To get started, you will need to have vCloud Air account credentials through a subscription account (on demand support will come soon).
In addition, you need to create an Ubuntu template that can support Docker (version 14.04 or older with kernel upgrade). You will need to add to this template the ability for “passwordless SSH” by generating an SSH key, and then adding the SSH public key to the user .ssh/authorized_keys file.
We will start by installing the Cloudify command line tool (CLI):
- Make sure you have Python 2.7 and pip package manager installed (if pip is not installed, please do so using these instructions).
- Install python virtualenv
pip install virtualenv
Create a new virtual environment
virtualenv yournewcfyenv
- CD into this new folder (“yournewcfyenv”)
- Activate the virtual environment
source ./bin/activate
- Install the Cloudify CLI
pip install cloudify
- Run
cfy –version
to ensure the cli tool was successfully installed
After we have Cloudfy CLI installed, we want to deploy a Cloudify manager to our vCloud Air cloud. Cloudify is built using a pluggable architecture, where support for clouds is provided by a cloud-specific plugin, which contains the manager blueprint. This is the blueprint that installs the Cloudify manager application in the same way we will later install our application blueprint.
- Get the vCloud Air cloud plugin from github
wget https://github.com/cloudify-cosmo/tosca-vcloud-plugin/archive/1.0m2.zip
unzip 1.0m2.zip - Go into the tosca-vcloud-plugin folder.
- Under the manager_blueprint folder, edit the inputs.json .template file and complete all of the empty properties.
- Save it under the same name without the template suffix
- To start the actual bootstrap run the following commands:
cfy init
cfy local install-plugins –p ./manager_blueprint/vcloud.yaml
cfy bootstrap –p ./manager_blueprint/vcloud.yaml –i ./manager_blueprint/inputs.json
- You should see quite a long console output that should finish with an IP address of your newly created Cloudify manager.
Once the Cloudify manager is up, it is time to upload our blueprint…but first, we need to actually get it.
- Download the sample blueprint
wget https://github.com/cloudify-cosmo/cloudify-nodecellar-docker-example/archive/vcloud-plugin.zip
unzip vcloud-demo.zip - Upload the blueprint to the manager
cfy blueprints upload –b myblueprint –p cloudify-nodecellar-docker-example/blueprint/docker-vcloud-blueprint.yaml
- Open the manager IP in a web browser (the IP can be obtained by running
cfy status
) - Select “myblueprint” blueprint and a topology view that describes the deployment is shown
- Click the “create deployment” button (Figure 1)

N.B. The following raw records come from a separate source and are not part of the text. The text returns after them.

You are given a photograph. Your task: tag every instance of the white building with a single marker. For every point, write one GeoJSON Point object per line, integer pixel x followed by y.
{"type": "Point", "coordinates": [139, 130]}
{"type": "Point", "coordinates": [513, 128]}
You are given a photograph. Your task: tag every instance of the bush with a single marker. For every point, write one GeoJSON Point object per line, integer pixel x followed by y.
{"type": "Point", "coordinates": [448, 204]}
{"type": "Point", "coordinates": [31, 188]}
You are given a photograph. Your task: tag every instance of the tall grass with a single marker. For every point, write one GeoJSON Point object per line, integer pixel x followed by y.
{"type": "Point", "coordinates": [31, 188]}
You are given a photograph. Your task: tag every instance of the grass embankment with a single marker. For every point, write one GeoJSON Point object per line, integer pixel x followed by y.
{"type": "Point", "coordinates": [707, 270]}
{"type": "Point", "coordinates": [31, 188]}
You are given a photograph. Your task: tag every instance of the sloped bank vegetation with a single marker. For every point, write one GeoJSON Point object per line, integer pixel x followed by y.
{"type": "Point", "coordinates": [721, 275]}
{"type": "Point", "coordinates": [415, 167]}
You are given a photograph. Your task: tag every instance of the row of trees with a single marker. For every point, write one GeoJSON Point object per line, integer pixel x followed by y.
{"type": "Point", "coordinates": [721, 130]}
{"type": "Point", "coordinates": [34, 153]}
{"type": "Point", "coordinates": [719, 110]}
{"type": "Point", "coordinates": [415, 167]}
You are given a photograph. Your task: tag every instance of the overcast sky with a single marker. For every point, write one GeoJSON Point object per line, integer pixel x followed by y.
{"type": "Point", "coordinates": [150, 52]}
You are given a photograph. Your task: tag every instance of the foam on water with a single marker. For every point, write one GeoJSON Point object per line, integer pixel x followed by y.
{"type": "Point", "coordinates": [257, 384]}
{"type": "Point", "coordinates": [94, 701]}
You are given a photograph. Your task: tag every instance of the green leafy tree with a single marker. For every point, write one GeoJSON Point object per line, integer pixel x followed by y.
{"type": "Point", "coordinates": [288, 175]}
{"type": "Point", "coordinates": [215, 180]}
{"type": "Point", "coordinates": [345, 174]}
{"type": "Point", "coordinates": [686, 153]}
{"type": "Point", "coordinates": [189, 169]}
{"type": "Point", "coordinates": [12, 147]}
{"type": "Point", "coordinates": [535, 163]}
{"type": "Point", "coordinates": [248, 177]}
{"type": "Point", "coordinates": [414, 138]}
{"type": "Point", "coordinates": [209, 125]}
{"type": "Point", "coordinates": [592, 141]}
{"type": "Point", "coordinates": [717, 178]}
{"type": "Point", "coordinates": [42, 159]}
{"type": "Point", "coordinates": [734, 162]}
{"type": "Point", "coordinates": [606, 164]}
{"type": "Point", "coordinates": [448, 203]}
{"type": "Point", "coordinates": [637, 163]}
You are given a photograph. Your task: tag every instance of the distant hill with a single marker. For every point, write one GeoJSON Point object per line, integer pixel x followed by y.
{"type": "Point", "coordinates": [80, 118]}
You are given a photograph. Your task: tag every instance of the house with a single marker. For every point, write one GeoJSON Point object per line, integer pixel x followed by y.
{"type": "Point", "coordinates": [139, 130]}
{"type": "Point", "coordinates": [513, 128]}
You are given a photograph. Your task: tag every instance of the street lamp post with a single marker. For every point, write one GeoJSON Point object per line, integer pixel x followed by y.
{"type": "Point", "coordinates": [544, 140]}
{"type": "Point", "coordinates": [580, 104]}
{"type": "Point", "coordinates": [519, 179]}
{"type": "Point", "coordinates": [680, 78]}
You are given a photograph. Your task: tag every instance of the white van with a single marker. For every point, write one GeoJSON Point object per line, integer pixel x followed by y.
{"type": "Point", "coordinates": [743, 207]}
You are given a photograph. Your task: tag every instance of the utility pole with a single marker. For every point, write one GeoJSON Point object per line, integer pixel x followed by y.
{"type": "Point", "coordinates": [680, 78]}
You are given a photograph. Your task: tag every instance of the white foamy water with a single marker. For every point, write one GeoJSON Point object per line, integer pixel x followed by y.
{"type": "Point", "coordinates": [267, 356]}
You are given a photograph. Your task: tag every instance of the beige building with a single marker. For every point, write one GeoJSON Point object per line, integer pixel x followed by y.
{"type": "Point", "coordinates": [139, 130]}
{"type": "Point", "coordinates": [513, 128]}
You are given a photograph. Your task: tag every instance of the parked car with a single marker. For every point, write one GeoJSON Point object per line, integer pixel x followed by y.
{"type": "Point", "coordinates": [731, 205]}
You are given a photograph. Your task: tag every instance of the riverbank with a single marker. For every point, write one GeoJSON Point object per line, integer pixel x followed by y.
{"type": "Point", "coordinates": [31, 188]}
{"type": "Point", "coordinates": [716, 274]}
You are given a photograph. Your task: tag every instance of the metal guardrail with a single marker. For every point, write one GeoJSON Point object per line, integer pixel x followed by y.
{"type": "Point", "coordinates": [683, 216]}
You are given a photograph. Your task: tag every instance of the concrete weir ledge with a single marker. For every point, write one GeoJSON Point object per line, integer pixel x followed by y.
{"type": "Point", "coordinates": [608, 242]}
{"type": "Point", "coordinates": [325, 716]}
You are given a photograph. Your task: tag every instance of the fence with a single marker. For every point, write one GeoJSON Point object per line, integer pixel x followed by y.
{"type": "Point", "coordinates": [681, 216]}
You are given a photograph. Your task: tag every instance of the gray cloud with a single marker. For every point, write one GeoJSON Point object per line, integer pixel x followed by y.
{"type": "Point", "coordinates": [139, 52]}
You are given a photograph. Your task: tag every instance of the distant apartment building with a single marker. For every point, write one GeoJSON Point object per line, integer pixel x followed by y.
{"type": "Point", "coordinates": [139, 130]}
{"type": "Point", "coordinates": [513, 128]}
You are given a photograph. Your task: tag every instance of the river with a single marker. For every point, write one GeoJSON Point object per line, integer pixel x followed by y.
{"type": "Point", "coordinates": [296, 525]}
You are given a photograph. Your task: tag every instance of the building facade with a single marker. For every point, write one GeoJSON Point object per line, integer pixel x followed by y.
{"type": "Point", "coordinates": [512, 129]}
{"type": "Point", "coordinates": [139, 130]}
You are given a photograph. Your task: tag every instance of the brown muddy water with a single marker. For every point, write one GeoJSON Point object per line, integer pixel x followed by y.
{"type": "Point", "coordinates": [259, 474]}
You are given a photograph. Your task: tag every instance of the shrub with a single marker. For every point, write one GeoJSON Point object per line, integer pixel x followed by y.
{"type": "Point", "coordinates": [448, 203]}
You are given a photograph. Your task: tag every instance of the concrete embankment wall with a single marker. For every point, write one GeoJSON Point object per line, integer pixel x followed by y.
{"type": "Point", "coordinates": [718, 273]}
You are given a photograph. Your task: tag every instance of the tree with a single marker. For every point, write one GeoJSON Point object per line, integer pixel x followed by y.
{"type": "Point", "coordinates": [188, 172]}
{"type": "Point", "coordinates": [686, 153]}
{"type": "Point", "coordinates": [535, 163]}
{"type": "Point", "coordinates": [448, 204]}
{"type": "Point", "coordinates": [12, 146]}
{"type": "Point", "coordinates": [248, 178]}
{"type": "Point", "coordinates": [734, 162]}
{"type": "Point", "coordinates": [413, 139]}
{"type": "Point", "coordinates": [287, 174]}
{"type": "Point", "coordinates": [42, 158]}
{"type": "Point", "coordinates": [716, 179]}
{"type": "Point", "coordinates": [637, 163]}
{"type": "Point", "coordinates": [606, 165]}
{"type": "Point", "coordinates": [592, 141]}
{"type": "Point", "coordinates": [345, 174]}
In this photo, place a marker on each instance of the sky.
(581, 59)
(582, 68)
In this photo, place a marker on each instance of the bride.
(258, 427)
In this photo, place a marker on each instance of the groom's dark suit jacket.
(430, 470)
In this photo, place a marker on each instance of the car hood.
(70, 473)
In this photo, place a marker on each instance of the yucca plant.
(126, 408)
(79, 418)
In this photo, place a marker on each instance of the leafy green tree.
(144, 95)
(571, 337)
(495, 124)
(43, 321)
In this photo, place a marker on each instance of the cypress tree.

- In the popup dialog fill in all the fields, and name the deployment.
- Click deploy, and the deployment will then start its initialization process.
- Once this is completed, select install workflow inside the deployment view, and the workflow will begin installing.
- When all nodes become green, your application is ready for viewing in the UI.
In this post we went over a simple scenario of deploying a Cloudify manager on vCloud Air and afterwards, uploading a TOSCA-based blueprint, and finally deploying it to the cloud.
This allows you to model your DevOps processes in a humanly readable format, maintain documents that can be executed using Cloudify on vCloud Air, vSphere, as well as hybrid cloud environments.